Polar: Train LLM Agents on Your Production Harness Without Rewriting – Faster RL & SFT

Polar: Train LLM-based AI Agents Without Rewriting Your Production Harness

TL;DR: Polar is a model-call proxy that lets teams run reinforcement learning (RL) and supervised fine-tuning (SFT) on real production harnesses (SDKs, CLIs, tool orchestration) without reimplementing them. Point your harness at Polar’s gateway, capture token-level signals, and optionally stitch multi-turn traces with prefix_merging to get big performance and efficiency gains—especially when the base model hasn’t seen your runtime protocol before.

The problem: rewiring a production harness kills velocity

Your production “harness” is the glue: vendor SDKs, custom CLIs, or orchestration code that calls an LLM and passes outputs into tools. Traditionally, training agents with reinforcement learning required reimplementing that harness inside a research environment (env.step/reset), which is slow, error-prone, and often loses execution details that matter at runtime.

Polar flips the script: instead of ripping out the harness, insert a proxy at the model API boundary. That single change—pointing your model base URL to Polar—preserves the harness exactly while collecting the token-level signals researchers need for RL and SFT.

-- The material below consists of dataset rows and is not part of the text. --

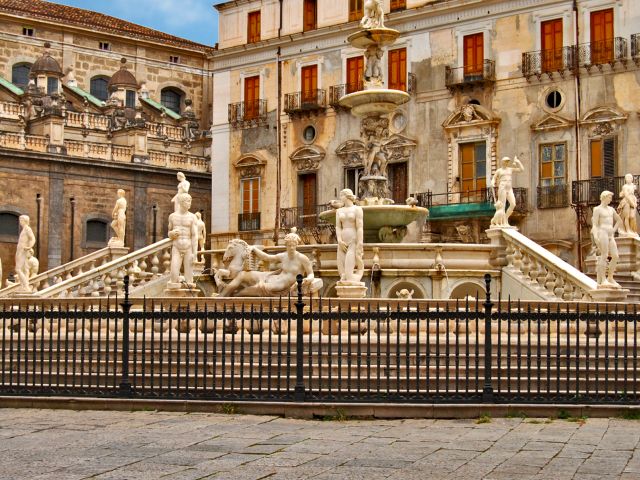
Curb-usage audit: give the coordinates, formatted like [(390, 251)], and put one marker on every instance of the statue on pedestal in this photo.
[(604, 223), (503, 179), (26, 241), (183, 231), (627, 208), (119, 221)]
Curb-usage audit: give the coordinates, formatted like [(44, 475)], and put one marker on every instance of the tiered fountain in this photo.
[(383, 221)]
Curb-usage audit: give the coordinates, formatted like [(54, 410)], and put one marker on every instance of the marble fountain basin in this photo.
[(384, 223)]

What Polar does (plain English)

Acts as a model API proxy: your harness continues to call the same model API shape, but the requests now go through Polar’s gateway.
Normalizes provider formats: Polar detects provider APIs (OpenAI Chat/Responses, Anthropic, Google generateContent, etc.) and converts them into a common internal shape for consistent capture.
Captures token-level metadata: prompt and response tokens, sampled token IDs, log probabilities (logprobs), and finish reasons—data used for loss computation and credit assignment.
Returns responses in the original provider schema so the harness sees no behavioral change.
Supports streaming: non-streaming upstream responses can be synthesized into provider-shaped streams so streaming harnesses remain compatible.
Orchestrates experiments: a rollout server schedules runs and gateway nodes handle session lifecycles, trajectory building, and evaluation.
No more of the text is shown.